King James told his subjects to celebrate the failure of the plot against his life by lighting the autumn bonfires, which they had always had on Halloween on November 5 instead. Guy Fawkes Night continues to be celebrated in Britain with bonfires, on which dummies representing Guy Fawkes (called "guys") are often burnt. Before the guys are burnt it is traditional for children to display them on the street and ask passersby for money by calling out, "A penny for the guy". Public and private fireworks displays are an important part of the festival.

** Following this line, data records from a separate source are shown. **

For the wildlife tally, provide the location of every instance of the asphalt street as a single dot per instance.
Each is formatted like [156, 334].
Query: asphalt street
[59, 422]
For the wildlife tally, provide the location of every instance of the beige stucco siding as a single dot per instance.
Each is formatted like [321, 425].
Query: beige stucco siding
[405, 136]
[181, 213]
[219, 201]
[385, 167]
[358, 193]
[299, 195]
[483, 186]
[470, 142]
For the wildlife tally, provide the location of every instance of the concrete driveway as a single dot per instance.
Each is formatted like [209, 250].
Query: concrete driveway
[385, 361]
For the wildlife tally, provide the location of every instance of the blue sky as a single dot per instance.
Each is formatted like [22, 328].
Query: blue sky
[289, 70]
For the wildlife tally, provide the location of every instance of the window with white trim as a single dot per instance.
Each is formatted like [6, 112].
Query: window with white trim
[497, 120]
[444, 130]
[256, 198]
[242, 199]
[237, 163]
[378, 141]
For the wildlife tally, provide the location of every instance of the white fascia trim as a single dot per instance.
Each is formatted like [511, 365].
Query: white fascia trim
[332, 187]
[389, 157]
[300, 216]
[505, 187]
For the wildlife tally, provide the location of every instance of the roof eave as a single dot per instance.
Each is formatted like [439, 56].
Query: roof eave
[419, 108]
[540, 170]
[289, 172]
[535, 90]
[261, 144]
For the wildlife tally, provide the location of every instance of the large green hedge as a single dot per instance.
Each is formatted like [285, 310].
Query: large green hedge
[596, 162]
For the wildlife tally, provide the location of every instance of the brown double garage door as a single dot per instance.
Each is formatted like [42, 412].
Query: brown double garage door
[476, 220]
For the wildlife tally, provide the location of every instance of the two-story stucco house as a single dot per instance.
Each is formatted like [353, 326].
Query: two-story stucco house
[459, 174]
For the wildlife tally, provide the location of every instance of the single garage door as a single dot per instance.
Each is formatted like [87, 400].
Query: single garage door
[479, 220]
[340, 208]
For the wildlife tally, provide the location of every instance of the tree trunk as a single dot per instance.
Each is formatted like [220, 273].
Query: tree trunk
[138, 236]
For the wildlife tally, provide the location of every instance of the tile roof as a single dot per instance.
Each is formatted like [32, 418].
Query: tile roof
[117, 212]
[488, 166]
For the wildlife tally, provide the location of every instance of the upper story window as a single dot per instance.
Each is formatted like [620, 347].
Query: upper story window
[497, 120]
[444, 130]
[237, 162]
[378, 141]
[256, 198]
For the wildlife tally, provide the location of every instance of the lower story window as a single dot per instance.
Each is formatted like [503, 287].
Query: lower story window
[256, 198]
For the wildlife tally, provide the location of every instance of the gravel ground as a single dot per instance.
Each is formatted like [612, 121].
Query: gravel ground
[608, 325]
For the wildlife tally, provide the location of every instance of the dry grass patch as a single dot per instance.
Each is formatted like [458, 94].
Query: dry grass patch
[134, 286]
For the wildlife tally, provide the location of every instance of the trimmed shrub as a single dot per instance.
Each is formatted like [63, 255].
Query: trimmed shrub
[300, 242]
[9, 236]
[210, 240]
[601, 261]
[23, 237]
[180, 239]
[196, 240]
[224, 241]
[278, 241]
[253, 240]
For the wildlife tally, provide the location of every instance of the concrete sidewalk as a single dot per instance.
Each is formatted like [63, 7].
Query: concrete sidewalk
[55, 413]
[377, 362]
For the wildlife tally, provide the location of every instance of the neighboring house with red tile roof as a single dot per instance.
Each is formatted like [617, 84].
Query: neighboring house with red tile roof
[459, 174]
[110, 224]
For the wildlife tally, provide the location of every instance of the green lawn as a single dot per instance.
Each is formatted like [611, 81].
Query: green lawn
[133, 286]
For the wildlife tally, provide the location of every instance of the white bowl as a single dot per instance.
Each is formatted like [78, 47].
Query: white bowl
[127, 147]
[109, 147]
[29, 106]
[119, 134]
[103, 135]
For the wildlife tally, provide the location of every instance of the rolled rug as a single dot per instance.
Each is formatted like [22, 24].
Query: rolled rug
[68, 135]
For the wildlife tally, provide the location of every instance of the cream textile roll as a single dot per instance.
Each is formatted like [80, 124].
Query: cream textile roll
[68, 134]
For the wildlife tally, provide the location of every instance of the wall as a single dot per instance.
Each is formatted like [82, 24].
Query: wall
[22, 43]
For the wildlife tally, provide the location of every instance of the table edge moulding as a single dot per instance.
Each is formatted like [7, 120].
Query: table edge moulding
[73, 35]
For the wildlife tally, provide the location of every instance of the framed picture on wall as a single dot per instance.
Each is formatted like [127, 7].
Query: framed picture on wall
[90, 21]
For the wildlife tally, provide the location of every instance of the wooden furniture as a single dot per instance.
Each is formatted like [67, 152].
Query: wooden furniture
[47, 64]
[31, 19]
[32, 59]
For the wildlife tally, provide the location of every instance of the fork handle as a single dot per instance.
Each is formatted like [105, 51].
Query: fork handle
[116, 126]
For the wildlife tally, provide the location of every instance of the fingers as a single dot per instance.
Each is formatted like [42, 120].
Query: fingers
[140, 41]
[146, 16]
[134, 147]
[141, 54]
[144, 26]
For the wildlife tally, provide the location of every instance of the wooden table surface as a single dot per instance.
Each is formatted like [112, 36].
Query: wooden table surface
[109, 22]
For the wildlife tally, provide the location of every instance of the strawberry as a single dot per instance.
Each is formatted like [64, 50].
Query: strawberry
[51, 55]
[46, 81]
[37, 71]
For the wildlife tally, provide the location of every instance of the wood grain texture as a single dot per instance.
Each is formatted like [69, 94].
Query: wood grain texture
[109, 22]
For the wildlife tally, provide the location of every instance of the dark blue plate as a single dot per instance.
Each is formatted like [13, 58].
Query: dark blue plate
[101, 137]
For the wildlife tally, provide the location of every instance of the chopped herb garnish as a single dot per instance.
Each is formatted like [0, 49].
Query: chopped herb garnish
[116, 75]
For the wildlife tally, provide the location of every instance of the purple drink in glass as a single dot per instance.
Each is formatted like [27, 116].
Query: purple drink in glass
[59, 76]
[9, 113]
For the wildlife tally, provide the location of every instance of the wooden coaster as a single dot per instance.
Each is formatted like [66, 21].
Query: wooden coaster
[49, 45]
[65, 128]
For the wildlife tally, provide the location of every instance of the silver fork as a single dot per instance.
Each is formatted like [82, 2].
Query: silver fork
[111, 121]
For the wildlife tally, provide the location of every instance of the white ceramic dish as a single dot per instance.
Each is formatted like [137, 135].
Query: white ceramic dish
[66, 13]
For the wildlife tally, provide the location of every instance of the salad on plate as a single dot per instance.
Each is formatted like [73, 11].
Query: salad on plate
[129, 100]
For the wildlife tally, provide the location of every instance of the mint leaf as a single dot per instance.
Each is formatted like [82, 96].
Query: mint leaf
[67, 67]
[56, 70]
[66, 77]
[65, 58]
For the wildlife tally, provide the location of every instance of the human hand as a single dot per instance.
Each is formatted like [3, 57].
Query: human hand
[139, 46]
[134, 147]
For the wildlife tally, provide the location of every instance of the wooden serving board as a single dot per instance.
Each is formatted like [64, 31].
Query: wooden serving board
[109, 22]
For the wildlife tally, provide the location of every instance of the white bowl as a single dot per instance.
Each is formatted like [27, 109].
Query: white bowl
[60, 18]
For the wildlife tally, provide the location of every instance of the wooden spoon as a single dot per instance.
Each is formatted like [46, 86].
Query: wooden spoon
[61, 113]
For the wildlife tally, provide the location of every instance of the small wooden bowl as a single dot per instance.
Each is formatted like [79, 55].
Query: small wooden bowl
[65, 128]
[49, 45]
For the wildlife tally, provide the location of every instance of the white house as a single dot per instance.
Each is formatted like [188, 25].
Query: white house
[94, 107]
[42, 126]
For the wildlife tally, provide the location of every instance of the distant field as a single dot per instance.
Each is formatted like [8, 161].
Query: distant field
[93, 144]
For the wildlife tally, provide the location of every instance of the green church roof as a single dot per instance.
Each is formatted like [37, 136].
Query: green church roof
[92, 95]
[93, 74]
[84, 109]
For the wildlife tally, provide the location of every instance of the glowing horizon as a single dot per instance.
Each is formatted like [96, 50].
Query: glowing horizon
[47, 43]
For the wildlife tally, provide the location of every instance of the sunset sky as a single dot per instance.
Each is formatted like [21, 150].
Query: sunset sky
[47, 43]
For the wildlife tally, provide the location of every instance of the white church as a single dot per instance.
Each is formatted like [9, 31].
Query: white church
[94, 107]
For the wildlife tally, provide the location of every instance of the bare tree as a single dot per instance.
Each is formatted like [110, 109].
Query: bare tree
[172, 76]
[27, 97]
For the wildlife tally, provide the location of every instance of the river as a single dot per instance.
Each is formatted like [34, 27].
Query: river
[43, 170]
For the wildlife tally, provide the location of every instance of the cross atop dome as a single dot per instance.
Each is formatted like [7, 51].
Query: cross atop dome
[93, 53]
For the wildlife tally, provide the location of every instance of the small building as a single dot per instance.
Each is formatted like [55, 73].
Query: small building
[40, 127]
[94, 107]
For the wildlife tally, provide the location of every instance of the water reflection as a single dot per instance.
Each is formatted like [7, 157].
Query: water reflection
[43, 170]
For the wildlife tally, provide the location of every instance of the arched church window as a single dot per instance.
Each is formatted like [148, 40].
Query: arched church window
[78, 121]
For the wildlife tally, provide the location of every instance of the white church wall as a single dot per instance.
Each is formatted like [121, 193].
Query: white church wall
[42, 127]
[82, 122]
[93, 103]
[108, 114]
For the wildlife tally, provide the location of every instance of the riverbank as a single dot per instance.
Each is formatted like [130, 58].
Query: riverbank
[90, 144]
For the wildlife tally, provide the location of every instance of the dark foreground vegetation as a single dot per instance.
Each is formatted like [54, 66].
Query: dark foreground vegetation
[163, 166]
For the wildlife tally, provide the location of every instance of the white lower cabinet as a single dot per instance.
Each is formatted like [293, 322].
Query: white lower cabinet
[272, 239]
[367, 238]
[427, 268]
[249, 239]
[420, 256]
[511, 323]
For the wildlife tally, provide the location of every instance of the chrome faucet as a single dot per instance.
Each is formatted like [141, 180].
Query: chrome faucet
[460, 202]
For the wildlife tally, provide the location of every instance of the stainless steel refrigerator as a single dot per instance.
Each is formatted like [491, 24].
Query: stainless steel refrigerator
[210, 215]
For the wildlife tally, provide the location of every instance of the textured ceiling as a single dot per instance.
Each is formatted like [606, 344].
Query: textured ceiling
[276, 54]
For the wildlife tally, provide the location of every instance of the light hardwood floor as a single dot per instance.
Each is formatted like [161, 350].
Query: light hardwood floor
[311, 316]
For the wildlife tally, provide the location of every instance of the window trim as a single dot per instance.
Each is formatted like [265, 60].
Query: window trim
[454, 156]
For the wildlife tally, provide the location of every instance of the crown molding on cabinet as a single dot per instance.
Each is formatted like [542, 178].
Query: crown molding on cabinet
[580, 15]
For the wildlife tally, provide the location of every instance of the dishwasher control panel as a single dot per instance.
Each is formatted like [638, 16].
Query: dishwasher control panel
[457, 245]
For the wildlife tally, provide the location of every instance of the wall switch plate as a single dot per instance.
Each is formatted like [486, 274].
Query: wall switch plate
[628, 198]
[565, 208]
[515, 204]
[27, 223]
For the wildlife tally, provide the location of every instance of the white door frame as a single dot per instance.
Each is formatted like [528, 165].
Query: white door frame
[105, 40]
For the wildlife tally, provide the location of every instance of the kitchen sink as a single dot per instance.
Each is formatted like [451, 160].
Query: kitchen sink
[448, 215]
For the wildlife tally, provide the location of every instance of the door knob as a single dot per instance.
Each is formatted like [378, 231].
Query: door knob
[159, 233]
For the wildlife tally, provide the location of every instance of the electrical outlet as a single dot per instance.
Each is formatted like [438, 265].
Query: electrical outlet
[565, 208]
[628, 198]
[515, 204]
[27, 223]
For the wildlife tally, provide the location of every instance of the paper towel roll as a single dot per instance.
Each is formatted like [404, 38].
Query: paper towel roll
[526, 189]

Guy Fawkes Night is still celebrated in some Commonwealth countries, such as New Zealand, some Caribbean nations, and some regions of Canada and South Africa. It is not widely celebrated in the United States, although its celebration has recently been introduced to a few schools and communities. It was, however, a holiday in colonial America and continued to be celebrated in New York and Boston into the 19th century.
The fact that Guy Fawkes Night takes place less than a week after Halloween means that it is not uncommon to find parties in Britain in late October or early November that celebrate both events. Such parties may feature costumes, jack-o-lanterns, pumpkin-based foods, apple bobbing and ghost stories in addition to fireworks and a bonfire with a guy.
Guy Fawkes Night is not celebrated in the Republic of Ireland. However, bonfires and fireworks are an integral part of Halloween celebrations in that country.
In many parts of northern England, the night before Guy Fawkes Night is considered to be Mischief Night, a night when older children and teenagers traditionally play pranks on their neighbors. The same tradition is observed on the night before Halloween in some parts of the United States and Canada.